There have been only a few generations of Americans that have in truth been
worth a damn. That are the backbone of our belief system in who we are. The
Founders of course who managed miraculously to patch thirteen colonies together
and make it stick and become the first nation to have a democratic republic.
Another generation is the people who refused to stay put and kept pushing
westwards to settle - or perhaps colonize -- the land against extreme dangers
from war, from starvation, from the elements. It is easy to demonize them
now for their treatment of the Natives, but still these people had more balls
than any American today. The last generation to do great things was of course
my father's generation - made it through the Great Depression, stopped Fascism,
defeated Communism, Pax Americana, passed the beginnings of a safety net
and Voting and Civil Rights. Clearly, one can poke holes into all these generations
with multiple sins, but they are our mythology.
Ford extolled all of them in his films. How much he believed it I don't know,
but his films are such wonderful pieces of Americana that it is hard not
to be caught up in them. In 1939 he directed three films that told our story.
He went back to Westerns with Stagecoach, his first since 1926 - but he took
that genre out of B territory and made a classic bringing Westerns into the
Mainstream for the next few decades. Next up was Young Mr. Lincoln, an astonishingly
humanistic and hopeful film about Lincoln but also the nation. And then there
is this film, Drums Along the Mohawk, which encompasses two of the generations
that I have mentioned. Ford also discovered the two male actors that he kept
going back to - Henry Fonda and John Wayne. Wayne of course became as much
a landmark in his Westerns as Monument Valley - but Ford followed this with
Fonda in The Grapes of Wrath - another part of the American story.

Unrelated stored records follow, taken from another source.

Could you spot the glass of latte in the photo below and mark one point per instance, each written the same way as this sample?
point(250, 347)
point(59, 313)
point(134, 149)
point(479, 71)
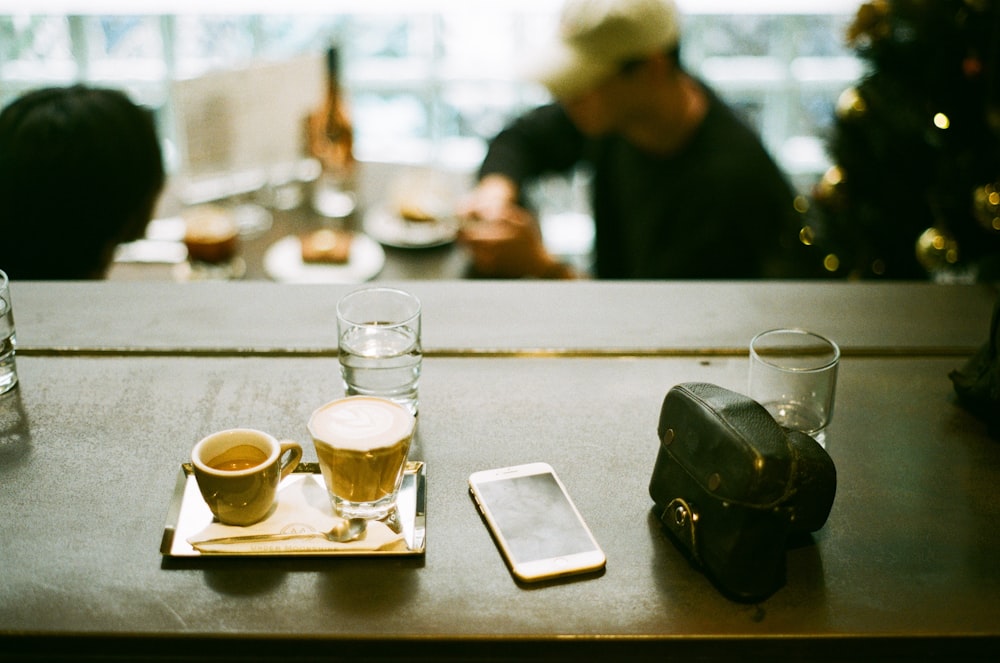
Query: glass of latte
point(362, 444)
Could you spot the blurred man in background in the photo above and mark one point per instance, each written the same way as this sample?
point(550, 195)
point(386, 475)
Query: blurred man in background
point(681, 187)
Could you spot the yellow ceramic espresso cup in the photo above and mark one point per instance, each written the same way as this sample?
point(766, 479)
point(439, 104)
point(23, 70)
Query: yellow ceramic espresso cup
point(238, 472)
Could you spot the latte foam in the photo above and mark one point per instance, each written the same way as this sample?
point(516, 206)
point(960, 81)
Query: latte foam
point(361, 423)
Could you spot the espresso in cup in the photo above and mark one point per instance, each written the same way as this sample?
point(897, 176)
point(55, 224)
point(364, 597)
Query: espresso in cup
point(362, 444)
point(238, 472)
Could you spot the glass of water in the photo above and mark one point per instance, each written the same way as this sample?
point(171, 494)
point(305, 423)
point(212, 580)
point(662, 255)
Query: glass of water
point(8, 338)
point(793, 374)
point(378, 331)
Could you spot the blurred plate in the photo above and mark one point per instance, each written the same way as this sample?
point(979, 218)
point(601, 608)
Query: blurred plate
point(283, 262)
point(391, 229)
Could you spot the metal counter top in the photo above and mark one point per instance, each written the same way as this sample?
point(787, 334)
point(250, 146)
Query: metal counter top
point(113, 394)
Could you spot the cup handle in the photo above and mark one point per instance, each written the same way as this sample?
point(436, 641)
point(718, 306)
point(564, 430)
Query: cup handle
point(294, 451)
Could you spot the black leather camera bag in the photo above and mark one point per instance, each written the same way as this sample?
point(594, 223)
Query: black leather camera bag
point(731, 486)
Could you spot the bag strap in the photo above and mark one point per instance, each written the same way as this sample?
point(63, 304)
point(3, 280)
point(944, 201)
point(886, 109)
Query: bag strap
point(682, 519)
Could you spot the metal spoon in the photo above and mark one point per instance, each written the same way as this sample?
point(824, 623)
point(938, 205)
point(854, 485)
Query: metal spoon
point(342, 532)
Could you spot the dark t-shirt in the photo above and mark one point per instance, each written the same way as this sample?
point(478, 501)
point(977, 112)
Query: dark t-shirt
point(719, 209)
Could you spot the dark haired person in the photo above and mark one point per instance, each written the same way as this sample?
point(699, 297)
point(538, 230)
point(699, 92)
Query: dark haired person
point(80, 172)
point(681, 187)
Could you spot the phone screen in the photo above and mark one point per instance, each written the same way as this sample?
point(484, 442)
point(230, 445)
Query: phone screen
point(536, 524)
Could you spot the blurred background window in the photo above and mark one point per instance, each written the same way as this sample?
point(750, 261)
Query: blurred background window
point(427, 81)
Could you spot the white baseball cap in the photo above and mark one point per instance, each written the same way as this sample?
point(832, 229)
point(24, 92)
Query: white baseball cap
point(596, 37)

The War took Ford away for three years but when he returned, he first made
a war film with Wayne (They Were Expendable) and then a Western with Fonda
(My Darling Clementine).
Drums Along the Mohawk is a tale of settlers - in this case early in the
movement - who built farms in Western New York - and fight off Native Americans
and the British during the Revolutionary War. It is mainly about community
and perseverance. Fonda and Claudine Colbert are newly married and
leave the civilization of Albany for the wilds of the Mohawk Valley.
She initially freaks out at the primitive life and the Natives, but she adjusts
and turns out to be as tough as a tree trunk. The community has built a fort
for safety when the war breaks out the English and their Native allies attack.

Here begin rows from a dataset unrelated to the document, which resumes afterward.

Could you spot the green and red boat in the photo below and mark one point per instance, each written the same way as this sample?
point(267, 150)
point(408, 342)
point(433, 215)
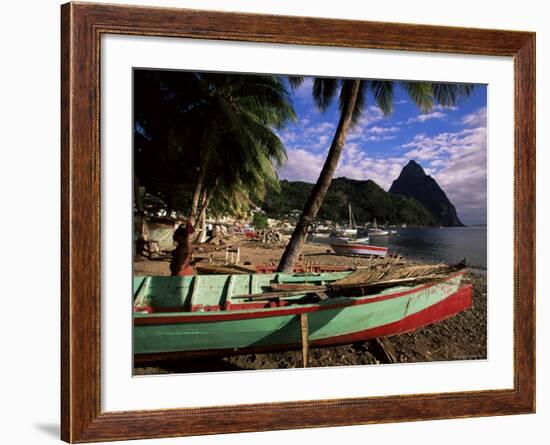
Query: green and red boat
point(204, 315)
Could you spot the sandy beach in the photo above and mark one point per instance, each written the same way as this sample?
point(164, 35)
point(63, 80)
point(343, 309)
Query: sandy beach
point(462, 337)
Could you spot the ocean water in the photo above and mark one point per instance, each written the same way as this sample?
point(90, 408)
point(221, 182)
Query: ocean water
point(449, 244)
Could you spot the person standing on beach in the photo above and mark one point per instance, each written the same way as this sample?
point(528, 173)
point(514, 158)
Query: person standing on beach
point(181, 255)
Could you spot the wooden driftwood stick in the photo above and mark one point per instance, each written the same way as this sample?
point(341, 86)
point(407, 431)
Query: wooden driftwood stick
point(340, 287)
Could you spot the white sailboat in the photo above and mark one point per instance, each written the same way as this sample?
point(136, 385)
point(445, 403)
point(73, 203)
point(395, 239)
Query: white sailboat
point(375, 231)
point(351, 229)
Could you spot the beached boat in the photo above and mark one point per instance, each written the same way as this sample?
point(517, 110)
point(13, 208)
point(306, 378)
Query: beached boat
point(358, 248)
point(232, 314)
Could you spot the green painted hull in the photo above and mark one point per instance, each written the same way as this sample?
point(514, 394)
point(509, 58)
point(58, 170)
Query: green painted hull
point(330, 321)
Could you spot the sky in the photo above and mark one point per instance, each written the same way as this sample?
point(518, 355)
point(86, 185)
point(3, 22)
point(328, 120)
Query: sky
point(449, 143)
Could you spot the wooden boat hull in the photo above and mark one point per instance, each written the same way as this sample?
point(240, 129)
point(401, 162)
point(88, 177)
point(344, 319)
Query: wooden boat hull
point(351, 248)
point(333, 321)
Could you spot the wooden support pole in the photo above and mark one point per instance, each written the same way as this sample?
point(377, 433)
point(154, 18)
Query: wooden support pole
point(304, 330)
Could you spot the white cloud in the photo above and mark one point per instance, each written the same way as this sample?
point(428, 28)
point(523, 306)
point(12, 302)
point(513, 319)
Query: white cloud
point(379, 130)
point(426, 116)
point(305, 166)
point(476, 119)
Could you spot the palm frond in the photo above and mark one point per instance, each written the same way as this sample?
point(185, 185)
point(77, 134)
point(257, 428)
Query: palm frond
point(324, 90)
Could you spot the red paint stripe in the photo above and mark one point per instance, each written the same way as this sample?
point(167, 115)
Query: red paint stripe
point(452, 305)
point(262, 313)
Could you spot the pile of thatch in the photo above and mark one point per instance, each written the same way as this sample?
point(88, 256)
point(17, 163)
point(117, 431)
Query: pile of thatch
point(394, 271)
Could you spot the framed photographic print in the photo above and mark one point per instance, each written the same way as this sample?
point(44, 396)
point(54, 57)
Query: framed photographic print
point(284, 222)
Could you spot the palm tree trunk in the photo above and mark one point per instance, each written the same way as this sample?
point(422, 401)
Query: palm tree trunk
point(138, 198)
point(295, 245)
point(197, 192)
point(203, 164)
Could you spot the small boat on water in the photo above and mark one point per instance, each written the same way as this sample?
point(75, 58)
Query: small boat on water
point(358, 248)
point(375, 231)
point(349, 230)
point(359, 240)
point(217, 315)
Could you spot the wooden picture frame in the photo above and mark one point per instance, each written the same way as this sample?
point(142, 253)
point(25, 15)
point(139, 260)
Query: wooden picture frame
point(82, 26)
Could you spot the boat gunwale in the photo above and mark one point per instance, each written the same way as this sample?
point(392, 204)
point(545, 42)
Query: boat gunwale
point(145, 318)
point(358, 246)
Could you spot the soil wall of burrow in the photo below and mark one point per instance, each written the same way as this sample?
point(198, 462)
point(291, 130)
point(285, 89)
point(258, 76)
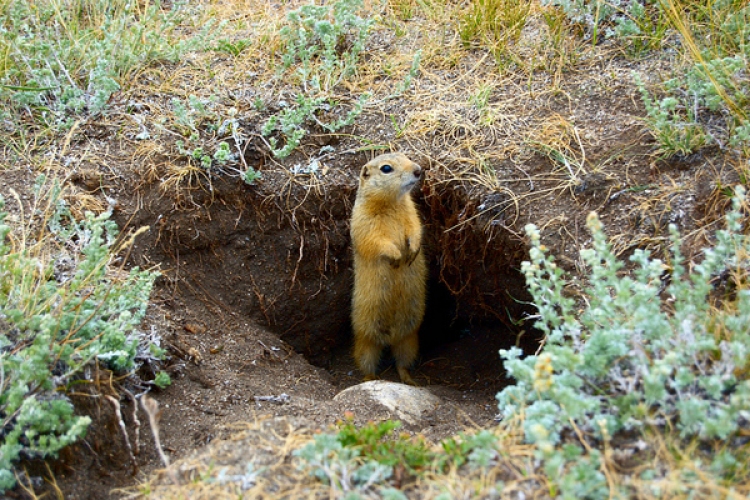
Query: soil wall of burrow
point(278, 252)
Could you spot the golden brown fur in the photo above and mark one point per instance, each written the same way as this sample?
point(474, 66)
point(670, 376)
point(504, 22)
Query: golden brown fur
point(390, 271)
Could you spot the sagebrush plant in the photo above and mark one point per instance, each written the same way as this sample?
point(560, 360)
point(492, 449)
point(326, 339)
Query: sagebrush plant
point(65, 58)
point(322, 46)
point(706, 101)
point(64, 305)
point(362, 460)
point(655, 349)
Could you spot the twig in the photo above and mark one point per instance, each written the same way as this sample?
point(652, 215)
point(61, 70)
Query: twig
point(151, 407)
point(136, 424)
point(116, 404)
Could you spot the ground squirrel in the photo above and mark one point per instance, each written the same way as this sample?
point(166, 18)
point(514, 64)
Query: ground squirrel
point(390, 271)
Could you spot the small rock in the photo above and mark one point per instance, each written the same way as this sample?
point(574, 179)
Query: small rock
point(408, 403)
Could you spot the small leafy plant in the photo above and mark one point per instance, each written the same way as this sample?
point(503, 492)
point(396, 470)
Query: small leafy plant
point(63, 306)
point(62, 62)
point(630, 363)
point(322, 48)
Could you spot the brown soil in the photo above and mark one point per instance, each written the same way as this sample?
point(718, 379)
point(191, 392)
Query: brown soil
point(254, 295)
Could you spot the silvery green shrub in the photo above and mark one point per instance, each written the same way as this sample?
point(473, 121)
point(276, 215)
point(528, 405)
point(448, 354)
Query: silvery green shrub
point(649, 349)
point(61, 309)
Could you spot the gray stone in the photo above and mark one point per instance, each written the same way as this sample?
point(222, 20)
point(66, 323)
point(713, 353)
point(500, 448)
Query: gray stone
point(407, 403)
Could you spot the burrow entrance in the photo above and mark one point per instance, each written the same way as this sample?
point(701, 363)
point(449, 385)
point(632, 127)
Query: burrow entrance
point(278, 253)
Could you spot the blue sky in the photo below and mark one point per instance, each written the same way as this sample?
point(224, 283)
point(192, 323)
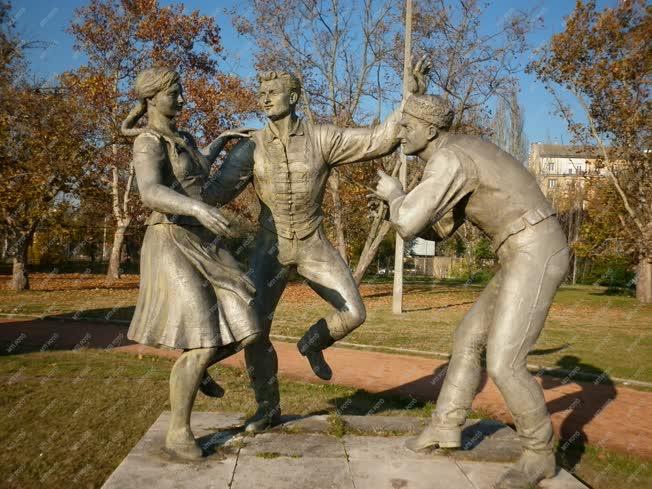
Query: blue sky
point(47, 21)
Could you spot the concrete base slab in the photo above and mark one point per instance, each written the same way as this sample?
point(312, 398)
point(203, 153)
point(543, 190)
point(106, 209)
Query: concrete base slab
point(302, 454)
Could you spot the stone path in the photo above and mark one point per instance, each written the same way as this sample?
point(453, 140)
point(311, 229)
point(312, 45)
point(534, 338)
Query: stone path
point(301, 454)
point(602, 414)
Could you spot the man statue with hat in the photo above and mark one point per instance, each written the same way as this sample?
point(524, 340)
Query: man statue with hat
point(464, 178)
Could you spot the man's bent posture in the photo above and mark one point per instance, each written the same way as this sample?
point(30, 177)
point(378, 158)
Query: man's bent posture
point(468, 178)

The Natives that sided with the British - not all did - did so because the
British promised them that they would stop the white settlements. And they
persevere through death, the burning of their farms, a miscarriage - for
Ford this was the American spirit that conquered a continent. The final 20-minutes
is as intense as it gets. And though these days I am not feeling very optimistic
about my country - this will clearly not be one of the great generations
- the ending made me think of how great we once could be. There is a fine
cast along with Fonda and Colbert - Edna May Oliver who won the Academy Award
for Supporting Actress, Ward Bond who was to become a regular in Ford films,
John Carradine who plays the villainous Tory, Jessie Ralph as one of the
female settlers, Arthur Shields as the Reverend who has to kill a man and
Francis Ford, now forgotten but he was John Ford's brother and as a director
of silents, he brought his brother into the business.